Tamil Nadu: Light of hope shines on Perarivalan's petition
The family is so happy seeing Perarivalan at home after 26 years. Many relatives and friends are visiting him to share their joy.\"
CHENNAI: Super mom Arputhammal’s heart-wrenching battle for justice for her son Perarivalan, languishing in the Vellore jail for the last 26 years for alleged involvement in the Rajiv Gandhi assassination, may be heading for fruition as a benevolent Edappadi K. Palaniswami government is said to be positively inclined.
The one-month parole granted by the Vellore prisons DIG to Perarivalan to attend on his ailing father ends on Sunday (September 24) and the 46-year-old lifer will have to return to his solitary cell unless the Chief Minister signs assent on his prayer seeking extension of parole by another month. His father, Gnanasekaran, 76, is still bedridden with severe neurological complications, pleaded Arivu, who was barely 19 when the SIT police arrested him for the Rajiv murder.
According to the MRI evaluation done on Gnanasekaran, who is confined to bed for most of the time and can only move around with help, he suffers from disc disease “causing severe neural foraminal stenosis with neural compromise”.

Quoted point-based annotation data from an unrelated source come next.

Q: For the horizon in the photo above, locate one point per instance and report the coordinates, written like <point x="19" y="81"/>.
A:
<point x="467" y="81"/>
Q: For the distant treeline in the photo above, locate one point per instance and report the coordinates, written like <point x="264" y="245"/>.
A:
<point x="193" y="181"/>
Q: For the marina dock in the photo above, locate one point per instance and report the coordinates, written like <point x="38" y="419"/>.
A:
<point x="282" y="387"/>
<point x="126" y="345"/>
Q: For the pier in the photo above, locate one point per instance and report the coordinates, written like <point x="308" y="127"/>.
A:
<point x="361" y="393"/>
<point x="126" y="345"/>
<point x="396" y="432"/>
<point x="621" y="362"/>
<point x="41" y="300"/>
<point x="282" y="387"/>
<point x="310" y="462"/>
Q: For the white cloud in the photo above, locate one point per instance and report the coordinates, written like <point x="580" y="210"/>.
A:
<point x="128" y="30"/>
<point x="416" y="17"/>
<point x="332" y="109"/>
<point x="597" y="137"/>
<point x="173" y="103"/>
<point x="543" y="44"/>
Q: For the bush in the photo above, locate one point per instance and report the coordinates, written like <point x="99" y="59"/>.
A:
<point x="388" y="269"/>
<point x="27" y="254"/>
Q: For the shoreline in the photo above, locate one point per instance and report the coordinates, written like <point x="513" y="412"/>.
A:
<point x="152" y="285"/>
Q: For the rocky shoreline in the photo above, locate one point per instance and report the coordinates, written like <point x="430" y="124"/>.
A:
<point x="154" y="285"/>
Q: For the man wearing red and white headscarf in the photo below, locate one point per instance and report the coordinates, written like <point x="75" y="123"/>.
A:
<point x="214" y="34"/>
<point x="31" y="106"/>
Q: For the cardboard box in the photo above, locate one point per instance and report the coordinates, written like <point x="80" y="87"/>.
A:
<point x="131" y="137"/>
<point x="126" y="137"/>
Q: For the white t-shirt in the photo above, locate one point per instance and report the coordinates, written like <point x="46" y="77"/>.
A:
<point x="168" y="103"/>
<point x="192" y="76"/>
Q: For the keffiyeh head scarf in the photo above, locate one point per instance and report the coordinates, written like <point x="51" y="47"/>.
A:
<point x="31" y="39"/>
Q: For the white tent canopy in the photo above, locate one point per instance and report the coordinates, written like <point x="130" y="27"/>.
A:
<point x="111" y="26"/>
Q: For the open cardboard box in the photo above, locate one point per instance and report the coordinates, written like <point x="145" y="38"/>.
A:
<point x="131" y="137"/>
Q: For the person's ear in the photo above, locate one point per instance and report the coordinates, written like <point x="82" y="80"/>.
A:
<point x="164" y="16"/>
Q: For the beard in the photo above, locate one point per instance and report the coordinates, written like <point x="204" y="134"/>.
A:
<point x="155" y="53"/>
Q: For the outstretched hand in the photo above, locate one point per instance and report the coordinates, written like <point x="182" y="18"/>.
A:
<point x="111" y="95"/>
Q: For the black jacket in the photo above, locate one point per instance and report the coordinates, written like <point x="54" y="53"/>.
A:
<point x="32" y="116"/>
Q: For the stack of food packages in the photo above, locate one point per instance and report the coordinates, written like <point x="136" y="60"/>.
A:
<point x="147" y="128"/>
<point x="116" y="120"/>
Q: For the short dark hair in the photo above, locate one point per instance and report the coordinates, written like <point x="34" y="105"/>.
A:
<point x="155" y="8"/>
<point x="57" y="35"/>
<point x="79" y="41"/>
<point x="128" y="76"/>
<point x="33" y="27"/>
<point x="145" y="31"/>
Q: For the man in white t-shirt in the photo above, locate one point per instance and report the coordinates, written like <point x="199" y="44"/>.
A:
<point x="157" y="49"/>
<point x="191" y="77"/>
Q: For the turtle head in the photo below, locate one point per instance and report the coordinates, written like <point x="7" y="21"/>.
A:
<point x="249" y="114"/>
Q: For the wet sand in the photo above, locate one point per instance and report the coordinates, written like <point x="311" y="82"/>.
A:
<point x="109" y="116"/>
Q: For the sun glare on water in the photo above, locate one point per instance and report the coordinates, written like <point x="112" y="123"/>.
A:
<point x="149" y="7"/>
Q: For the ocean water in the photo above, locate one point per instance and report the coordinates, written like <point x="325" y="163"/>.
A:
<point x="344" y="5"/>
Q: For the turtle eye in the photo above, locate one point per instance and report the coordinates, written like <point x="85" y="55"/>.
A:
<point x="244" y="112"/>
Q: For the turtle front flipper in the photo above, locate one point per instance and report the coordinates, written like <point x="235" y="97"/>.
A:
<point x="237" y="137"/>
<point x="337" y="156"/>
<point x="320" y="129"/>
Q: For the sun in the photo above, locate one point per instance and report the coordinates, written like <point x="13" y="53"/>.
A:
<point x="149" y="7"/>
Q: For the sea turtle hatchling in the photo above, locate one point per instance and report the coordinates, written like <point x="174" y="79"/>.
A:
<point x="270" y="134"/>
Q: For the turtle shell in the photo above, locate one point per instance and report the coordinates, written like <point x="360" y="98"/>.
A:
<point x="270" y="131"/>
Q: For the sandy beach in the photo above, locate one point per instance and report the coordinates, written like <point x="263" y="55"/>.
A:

Ironically, the son cannot take the old man to a specialist or a competent medical institution because the parole conditions do not allow him to leave his house at Jolarpettai. Arivu sits at home, watching the father suffer in pain and listening to the concerned relatives and friends narrate the gradual decline in his health while his determined wife went around the country campaigning for the release of her innocent son from the Vellore prison. While a large police posse guards the house round-the-clock and records all visitors, Arivu is forbidden from giving any media interviews or photographs.
“The family is so happy seeing Perarivalan at home after 26 years. Many relatives and friends are visiting him to share their joy. We wish this happiness will continue”, said Arputhammal.
She has been pleading with her son to agree to get married but Arivu rejected the suggestion outright. “He said he does not want to ruin a woman’s life. He will marry only after release from jail. I am old and tired. His father is bedridden. How long can the family wait?” It’s difficult to turn away from the moisture in her tired eyes.
SIT charges
The SIT charged him with supplying the nine-volt battery that was used by the LTTE suicide bomber Dhanu. Though Arivu pleaded that he did not know why Sivarasan, the one-eyed chief of the Tiger hit squad, sought that battery from him, the SIT insisted that the youth was very much part of the murder plot—anyone following the LTTE operations would know the elementary truth that Velupillai Prabhakaran and his intelligence chief Pottu Amman shared operational information with the field operatives only on the need-to-know basis and so, it would be hard to believe that the Chennai youth was so close to the inner circle of the assassination squad and his involvement so vital (just supplying a battery) that the Tiger top brass shared details of the operation for which the battery was needed.